Goat anti ncf1 antibody

Cells were fixed with 4% paraformaldehyde (PFA) for 15 minutes and treated for 10 minutes with PBS containing Triton X-100 (0.25%). The samples were then incubated with mouse IgG–blocking reagent (BioLegend), followed by the addition of goat anti-NCF1 antibody (1:50, Abcam) and rabbit anti-EEA1 antibody (1: 100, Abcam) for 1 hour and then washing. AF488 donkey anti–goat IgG antibodies (1:100) were then stained for 30 minutes and washed. Finally, AF647 goat anti–rabbit IgG antibodies (1:100) were incubated for 30 minutes at room temperature. To detect the colocalization of NCF1 and LAMP1, AF647 rat-mouse antibody (1:100, BioLegend) and a goat anti-NCF1 antibody (1:50, Abcam) were incubated for 1 hour and washed. Then, AF488 donkey anti–goat IgG antibody (1:100) was stained for 30 minutes at room temperature. After that, cells were incubated with DAPI (1:5000, BD Biosciences) for 5 minutes.

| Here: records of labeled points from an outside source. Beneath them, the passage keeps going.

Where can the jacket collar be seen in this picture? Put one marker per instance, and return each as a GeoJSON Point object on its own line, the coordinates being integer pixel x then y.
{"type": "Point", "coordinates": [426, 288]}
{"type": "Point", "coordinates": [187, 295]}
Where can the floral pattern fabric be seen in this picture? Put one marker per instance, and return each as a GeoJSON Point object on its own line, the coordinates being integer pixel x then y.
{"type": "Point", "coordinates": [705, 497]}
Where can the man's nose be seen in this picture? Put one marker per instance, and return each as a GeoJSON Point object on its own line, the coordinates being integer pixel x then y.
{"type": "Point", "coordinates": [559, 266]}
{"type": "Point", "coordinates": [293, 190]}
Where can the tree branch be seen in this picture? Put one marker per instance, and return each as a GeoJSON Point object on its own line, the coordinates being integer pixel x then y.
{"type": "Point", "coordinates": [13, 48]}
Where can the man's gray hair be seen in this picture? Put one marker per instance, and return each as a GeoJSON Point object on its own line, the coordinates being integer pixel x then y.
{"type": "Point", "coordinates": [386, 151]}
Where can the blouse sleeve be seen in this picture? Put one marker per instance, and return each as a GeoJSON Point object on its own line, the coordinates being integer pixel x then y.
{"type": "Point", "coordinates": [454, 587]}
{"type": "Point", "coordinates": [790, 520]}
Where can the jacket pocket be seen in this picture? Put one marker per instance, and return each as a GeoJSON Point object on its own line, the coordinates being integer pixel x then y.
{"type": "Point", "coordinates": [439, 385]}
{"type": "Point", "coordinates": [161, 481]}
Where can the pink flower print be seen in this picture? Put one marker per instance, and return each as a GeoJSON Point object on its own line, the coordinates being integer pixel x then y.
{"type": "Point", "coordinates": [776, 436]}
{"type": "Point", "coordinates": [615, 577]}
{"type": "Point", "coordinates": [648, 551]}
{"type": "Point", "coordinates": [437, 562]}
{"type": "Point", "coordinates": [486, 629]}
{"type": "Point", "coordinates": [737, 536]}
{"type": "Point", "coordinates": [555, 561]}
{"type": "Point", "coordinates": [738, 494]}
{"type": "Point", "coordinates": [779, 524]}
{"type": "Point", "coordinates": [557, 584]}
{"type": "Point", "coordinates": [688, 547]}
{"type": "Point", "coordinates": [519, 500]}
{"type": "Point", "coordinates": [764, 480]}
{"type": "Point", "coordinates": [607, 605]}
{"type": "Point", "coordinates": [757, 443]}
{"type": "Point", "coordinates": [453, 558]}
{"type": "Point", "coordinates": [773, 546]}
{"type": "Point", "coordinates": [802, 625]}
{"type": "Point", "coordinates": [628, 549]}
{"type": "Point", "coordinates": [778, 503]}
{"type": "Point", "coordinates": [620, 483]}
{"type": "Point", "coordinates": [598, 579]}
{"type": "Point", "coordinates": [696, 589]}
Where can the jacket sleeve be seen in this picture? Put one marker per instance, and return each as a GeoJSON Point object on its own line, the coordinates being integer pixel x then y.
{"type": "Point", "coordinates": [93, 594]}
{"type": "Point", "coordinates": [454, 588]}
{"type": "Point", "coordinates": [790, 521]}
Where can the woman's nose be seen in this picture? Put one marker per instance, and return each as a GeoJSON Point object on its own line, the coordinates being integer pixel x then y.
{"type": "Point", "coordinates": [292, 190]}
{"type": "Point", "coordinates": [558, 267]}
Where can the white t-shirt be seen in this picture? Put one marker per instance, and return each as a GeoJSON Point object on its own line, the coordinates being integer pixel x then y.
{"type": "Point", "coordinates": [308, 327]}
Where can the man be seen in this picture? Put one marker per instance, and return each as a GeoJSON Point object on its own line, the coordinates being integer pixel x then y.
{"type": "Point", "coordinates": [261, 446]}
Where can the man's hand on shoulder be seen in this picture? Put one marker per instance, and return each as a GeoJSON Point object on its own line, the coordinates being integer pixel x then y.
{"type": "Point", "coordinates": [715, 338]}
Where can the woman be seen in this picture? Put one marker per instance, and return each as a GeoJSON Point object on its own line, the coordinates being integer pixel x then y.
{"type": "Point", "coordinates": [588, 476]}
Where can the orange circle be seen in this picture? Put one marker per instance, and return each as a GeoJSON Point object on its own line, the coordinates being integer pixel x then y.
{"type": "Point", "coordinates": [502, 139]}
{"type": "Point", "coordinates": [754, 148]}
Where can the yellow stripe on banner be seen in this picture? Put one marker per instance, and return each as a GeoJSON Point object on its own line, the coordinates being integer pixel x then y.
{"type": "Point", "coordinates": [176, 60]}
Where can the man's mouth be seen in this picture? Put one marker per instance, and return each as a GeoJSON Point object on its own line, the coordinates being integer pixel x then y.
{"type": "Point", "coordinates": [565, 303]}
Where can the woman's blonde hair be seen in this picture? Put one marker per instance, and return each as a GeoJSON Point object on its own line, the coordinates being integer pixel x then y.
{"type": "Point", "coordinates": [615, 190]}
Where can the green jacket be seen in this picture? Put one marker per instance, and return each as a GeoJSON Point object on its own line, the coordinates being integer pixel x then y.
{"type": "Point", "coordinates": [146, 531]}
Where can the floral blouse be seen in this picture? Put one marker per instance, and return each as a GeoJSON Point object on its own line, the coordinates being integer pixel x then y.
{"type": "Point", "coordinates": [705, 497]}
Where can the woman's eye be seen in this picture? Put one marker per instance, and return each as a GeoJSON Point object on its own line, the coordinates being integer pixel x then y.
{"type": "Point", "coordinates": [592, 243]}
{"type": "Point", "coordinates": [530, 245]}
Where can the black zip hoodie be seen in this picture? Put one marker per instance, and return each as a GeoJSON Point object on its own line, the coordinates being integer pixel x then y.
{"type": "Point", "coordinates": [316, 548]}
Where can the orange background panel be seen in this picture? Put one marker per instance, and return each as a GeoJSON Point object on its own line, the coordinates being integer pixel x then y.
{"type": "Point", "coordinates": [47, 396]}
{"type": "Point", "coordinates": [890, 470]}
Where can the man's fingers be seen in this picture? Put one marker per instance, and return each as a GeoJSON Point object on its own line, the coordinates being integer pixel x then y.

Cells were then detached onto glass dishes and viewed and photographed on a confocal fluorescence microscope (THUNDER Imager Tissue and Leica TCS SP8, Leica Microsystems). All immunofluorescence was assessed in a blinded manner by 2 observers throughout the analysis process. The colocalization of NCF1 and EEA1 and of NCF1 and LMAP1 was calculated with ImageJ software (NIH).